By Saturday I had got down to a shortlist of three - top of my budget, middle and sensible! I took a friend with me who knows more about cars than me.

The first garage (sensible price) I hadn't been to by myself but I had spoken to 'Andy' on the phone who had been very pleasant. So we had a look at the Punto I was interested in - older than mine but less than half the mileage and in great condition. One snag was that ideally having my niece now nearby to pick up sometimes, a 5 door car would be easier - this one was 3. Otherwise everything else about it was fine. Andy was charming, without being a creep, gave us the keys and said he would not push us but invited us to explore the car. We did so. He then invited us into the warm office and gave us a copy of the warranty he would offer and when we explained we had others to view, gave us his card and said that if he could do anything above what he already was offering, then to ring and give him a chance.
We liked the car and him - we might go back  to MC Garages .....

Next was the mid-range car. The garage owner had said the previous day that changing my private plate over 'could be tricky' and that I shouldn't expect much for mine! He might give me a fraction more if it was MOT'd. However, I did like the car he had for sale so risked going back. The 'wind-up' windows made me smile in memory of one of Clive's keynotes when he had a story about self-control and road-rage - he'd make a joke about having a car with manual windows. The salesman refused to budge on anything. No negotiation at all.
My friend didn't like his stubbornness. We left.

At this point I suddenly felt very emotional. I realised that I would be saying goodbye to my blue car that has seen me through an incredible few years. I have been ecstatic and excited in that car - and hysterically distraught. When Clive had his knee operations in the final months of his life I had driven him many places in this car. That too was now going. Another sign of 'moving on'.



Finally we went for my top range one. I had liked the young girl who had originally showed me this car, in the absence of her boss.
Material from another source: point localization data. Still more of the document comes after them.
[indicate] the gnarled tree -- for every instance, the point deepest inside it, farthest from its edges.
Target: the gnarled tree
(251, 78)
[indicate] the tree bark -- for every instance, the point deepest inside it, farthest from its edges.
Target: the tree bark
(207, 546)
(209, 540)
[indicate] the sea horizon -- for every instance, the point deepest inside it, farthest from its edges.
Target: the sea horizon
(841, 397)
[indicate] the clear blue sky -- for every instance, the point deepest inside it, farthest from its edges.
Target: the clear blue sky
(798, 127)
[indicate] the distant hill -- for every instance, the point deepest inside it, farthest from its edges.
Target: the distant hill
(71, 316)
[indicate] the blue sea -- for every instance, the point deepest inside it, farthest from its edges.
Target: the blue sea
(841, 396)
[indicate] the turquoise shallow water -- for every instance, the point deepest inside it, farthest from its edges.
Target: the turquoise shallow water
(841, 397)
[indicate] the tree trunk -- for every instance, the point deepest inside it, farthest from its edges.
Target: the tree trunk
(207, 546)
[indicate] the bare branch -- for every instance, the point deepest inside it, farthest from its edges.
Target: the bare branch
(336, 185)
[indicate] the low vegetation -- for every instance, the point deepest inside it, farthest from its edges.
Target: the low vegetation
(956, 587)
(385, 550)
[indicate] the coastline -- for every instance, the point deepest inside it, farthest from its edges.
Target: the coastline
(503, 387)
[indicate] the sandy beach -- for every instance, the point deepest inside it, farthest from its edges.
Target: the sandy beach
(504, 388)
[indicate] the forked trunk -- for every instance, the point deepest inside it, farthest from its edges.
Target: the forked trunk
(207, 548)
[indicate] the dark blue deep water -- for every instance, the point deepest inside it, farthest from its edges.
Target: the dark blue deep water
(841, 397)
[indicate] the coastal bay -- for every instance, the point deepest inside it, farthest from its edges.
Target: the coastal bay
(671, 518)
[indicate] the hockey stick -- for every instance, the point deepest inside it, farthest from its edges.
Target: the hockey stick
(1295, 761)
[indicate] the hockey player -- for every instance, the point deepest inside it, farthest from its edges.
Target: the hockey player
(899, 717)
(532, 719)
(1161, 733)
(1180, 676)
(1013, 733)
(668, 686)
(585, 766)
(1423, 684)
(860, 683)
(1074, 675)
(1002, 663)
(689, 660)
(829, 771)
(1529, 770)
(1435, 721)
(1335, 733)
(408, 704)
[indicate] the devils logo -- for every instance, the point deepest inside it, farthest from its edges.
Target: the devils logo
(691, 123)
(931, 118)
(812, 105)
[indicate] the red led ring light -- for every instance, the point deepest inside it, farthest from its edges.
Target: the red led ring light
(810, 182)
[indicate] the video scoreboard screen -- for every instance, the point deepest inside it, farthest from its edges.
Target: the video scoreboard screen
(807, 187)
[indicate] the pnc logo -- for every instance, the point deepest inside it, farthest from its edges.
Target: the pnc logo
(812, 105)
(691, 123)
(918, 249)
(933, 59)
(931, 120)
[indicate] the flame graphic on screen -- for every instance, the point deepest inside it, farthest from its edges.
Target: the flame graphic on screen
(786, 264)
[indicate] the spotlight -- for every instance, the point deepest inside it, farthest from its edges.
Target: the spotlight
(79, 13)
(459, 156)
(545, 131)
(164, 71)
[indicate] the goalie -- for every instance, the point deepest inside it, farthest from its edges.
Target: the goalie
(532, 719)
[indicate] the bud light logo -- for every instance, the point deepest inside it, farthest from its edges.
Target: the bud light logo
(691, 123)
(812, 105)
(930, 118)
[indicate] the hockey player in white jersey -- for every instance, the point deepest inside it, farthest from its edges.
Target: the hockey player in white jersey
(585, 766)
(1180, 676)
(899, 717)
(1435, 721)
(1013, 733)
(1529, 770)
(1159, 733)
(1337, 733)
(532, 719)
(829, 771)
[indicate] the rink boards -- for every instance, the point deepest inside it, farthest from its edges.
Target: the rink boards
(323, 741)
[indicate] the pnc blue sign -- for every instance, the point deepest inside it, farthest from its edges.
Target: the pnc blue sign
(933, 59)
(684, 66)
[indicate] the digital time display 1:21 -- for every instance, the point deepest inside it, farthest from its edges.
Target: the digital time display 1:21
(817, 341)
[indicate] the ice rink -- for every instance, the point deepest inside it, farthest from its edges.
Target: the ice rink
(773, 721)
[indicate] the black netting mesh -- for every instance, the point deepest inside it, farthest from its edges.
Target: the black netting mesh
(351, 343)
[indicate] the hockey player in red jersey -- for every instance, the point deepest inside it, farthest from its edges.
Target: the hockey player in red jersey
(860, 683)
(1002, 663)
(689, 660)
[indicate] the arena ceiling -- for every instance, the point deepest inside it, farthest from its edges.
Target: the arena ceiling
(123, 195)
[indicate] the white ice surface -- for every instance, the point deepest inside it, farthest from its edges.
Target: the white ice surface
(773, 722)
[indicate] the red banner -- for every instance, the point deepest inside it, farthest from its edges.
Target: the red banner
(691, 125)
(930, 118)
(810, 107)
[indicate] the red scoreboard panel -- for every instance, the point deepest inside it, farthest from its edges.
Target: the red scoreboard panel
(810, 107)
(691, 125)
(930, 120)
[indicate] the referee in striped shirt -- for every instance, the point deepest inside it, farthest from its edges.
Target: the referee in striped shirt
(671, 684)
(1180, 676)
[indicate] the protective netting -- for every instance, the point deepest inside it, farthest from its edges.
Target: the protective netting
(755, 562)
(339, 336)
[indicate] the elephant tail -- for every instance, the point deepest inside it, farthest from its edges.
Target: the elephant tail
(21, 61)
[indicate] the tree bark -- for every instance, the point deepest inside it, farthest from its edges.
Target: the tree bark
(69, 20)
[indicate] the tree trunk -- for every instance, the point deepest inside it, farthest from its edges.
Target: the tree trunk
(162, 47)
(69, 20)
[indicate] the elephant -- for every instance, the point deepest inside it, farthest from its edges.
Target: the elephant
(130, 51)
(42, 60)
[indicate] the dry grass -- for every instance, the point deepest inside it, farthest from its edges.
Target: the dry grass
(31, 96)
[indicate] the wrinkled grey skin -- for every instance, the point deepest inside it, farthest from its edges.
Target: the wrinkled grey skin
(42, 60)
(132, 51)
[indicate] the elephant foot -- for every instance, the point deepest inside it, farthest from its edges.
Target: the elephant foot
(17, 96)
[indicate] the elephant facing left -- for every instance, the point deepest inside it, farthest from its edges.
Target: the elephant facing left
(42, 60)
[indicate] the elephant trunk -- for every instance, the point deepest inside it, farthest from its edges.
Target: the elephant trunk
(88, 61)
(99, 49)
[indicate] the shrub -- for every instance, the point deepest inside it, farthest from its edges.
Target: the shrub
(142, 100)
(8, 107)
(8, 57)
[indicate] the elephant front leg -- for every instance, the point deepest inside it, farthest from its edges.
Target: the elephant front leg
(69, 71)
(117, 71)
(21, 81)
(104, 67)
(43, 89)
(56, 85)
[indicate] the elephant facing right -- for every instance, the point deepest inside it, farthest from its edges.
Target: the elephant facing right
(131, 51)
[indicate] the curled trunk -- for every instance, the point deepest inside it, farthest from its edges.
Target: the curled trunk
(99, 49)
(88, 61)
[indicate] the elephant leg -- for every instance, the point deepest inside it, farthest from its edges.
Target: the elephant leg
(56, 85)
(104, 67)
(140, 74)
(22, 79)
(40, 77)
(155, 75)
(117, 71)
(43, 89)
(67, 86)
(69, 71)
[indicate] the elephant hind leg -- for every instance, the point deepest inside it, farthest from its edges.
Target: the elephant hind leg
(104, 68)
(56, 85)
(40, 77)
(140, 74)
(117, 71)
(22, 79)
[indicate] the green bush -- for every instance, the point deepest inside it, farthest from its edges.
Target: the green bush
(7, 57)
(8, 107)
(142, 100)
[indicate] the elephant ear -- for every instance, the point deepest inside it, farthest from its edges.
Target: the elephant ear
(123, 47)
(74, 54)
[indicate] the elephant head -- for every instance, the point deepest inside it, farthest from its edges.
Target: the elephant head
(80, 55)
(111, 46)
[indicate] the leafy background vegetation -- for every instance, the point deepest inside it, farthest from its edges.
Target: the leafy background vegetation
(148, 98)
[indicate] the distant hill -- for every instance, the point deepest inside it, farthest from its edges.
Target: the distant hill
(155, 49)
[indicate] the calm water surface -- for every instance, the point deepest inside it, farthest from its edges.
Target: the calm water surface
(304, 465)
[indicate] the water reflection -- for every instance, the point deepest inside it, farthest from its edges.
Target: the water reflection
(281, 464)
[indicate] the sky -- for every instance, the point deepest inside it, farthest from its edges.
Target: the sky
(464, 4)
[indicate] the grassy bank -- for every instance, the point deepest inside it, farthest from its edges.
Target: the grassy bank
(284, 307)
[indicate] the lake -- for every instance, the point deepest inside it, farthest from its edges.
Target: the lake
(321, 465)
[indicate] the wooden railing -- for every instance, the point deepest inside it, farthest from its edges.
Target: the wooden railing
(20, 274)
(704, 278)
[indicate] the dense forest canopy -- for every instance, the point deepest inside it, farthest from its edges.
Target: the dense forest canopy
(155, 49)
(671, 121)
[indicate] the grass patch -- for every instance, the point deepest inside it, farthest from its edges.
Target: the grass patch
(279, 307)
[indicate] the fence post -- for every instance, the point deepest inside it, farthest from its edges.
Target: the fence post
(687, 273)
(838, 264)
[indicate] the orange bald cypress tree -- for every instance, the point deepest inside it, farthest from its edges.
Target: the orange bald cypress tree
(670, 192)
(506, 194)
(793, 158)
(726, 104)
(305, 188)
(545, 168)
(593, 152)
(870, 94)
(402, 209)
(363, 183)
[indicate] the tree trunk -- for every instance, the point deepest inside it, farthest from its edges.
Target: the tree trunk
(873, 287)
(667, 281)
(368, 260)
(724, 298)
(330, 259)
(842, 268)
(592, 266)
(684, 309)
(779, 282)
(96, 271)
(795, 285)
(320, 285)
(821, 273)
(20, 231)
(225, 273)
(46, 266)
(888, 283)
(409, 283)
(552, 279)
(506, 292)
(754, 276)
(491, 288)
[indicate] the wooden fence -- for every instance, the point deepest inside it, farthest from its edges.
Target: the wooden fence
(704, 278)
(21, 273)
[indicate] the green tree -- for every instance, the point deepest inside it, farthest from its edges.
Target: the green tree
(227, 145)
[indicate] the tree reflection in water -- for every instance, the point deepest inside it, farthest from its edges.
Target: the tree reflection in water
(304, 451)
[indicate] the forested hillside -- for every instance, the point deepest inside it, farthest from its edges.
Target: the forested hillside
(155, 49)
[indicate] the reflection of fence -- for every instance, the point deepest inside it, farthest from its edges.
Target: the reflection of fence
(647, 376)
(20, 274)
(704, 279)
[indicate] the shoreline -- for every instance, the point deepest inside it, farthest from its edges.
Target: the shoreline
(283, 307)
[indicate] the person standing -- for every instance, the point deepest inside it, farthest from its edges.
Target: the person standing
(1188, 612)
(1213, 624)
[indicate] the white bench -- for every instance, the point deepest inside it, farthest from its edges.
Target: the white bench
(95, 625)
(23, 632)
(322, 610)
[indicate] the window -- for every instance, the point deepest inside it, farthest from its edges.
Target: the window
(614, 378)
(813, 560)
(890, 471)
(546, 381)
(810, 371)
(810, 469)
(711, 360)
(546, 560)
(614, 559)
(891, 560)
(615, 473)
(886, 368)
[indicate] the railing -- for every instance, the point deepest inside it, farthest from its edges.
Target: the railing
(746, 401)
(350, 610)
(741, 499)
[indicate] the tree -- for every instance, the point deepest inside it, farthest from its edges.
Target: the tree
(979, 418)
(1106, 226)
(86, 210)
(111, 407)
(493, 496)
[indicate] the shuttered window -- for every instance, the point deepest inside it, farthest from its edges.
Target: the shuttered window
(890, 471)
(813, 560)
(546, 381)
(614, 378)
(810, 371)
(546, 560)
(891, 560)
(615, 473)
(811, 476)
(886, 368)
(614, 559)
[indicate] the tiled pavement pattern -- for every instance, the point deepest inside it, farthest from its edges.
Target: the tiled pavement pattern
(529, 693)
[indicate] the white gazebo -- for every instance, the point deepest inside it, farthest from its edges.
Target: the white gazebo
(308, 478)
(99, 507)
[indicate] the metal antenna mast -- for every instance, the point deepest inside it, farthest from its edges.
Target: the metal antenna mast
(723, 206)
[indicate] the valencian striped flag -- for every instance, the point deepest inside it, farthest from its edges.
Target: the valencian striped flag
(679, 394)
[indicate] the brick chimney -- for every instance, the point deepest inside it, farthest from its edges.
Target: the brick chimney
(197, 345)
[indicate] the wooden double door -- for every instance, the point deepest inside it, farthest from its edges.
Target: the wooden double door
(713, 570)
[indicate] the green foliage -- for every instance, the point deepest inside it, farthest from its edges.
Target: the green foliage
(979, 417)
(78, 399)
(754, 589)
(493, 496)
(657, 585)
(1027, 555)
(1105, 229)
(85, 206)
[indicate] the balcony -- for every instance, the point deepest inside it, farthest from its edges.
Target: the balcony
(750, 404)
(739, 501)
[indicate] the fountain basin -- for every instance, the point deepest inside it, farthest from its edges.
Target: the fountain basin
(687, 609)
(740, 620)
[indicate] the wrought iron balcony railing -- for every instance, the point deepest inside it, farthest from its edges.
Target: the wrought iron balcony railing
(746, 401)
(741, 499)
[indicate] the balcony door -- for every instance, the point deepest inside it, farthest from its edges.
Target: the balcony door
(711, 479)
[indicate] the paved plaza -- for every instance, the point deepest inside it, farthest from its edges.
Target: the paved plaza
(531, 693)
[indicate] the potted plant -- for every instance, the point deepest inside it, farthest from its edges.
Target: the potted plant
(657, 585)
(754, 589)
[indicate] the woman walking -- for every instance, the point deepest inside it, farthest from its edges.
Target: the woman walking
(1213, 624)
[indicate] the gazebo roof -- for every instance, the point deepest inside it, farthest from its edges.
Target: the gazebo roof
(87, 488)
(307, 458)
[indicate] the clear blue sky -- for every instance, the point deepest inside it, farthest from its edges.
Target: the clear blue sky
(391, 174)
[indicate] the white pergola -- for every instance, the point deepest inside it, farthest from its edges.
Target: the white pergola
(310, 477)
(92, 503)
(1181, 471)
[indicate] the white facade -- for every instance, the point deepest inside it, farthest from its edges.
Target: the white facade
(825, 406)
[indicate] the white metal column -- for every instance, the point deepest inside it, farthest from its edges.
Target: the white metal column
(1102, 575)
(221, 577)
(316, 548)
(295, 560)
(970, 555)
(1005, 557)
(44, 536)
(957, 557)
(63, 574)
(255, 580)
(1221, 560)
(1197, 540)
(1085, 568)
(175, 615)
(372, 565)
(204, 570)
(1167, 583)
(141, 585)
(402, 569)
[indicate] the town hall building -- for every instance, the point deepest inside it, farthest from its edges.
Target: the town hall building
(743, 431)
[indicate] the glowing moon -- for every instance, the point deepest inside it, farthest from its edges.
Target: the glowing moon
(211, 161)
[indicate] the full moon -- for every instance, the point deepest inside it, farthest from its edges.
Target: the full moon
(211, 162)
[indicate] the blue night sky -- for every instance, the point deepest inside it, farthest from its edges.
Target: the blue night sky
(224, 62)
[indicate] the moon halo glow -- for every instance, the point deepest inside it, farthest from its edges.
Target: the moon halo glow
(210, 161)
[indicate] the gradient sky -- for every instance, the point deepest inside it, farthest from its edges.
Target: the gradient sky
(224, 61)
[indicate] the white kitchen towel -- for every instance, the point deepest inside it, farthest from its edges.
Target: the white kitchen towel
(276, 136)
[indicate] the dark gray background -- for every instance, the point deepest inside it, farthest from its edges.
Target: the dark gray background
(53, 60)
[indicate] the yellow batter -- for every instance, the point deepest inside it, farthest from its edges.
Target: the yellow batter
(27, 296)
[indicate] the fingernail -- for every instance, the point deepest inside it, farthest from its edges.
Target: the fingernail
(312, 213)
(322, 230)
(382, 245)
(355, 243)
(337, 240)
She had been helpful before I went, via email and phone. She offered me a great price for mine and I was keen to go back. Having made the comment above about women only choosing  a car on it's colour I admit that this one wasn't bright enough for me! I like to be bright! This one was black. Beyond that it was a 'bargain' due to water damage and then being refitted. Hmmm. Maybe trouble in future? 
We were concerned about the car although their service was great. We left to think.

So the decision was down to the dear one and the cheapest. So what was it to be? The shiny black 5 door with on 8,000 miles or the bright yellow one?

We called at my parents and a family 'conflab' was held including my sister! I decided we'd give Andy the chance he'd asked for. He then offered a bit more for my car plus road tax! Job done!

We went back to do the paperwork and again he was charming. He was so passionate and enthusiastic about his job and that came across. He will sort out all my paperwork for me and get me some new plates made up.
So on Wednesday I pick up my yellow Punto. And it just happens to match my new branding ...


So was my choice made just on the colour? It helped but basically I feel my choices were mainly directed by other people!

How many people do you influence by your manner? Do you appear friendly and helpful like Andy or disinterested and insulting like some of the others I came across?

On reflection my new car experience has again been impacted by the three aspects I keep referring to:-

1. Choice
2. Communication - this influenced my choices as I have described. Incidentally, the 'black car' garage, VIP car sales, replied to my email, informing them that I had decided against their car,  in such a lovely manner that I would go back to them another time.
3. Caring - Andy cared. He got the sale. Not only that - my friend has asked him to look out for a dream car for him!

I now have to compromise - any one got a spare car seat for a 2 year old I can have permanently in the back of my new car for Sophie, to make life easier and safer?!

What will you do today to positively influence someone?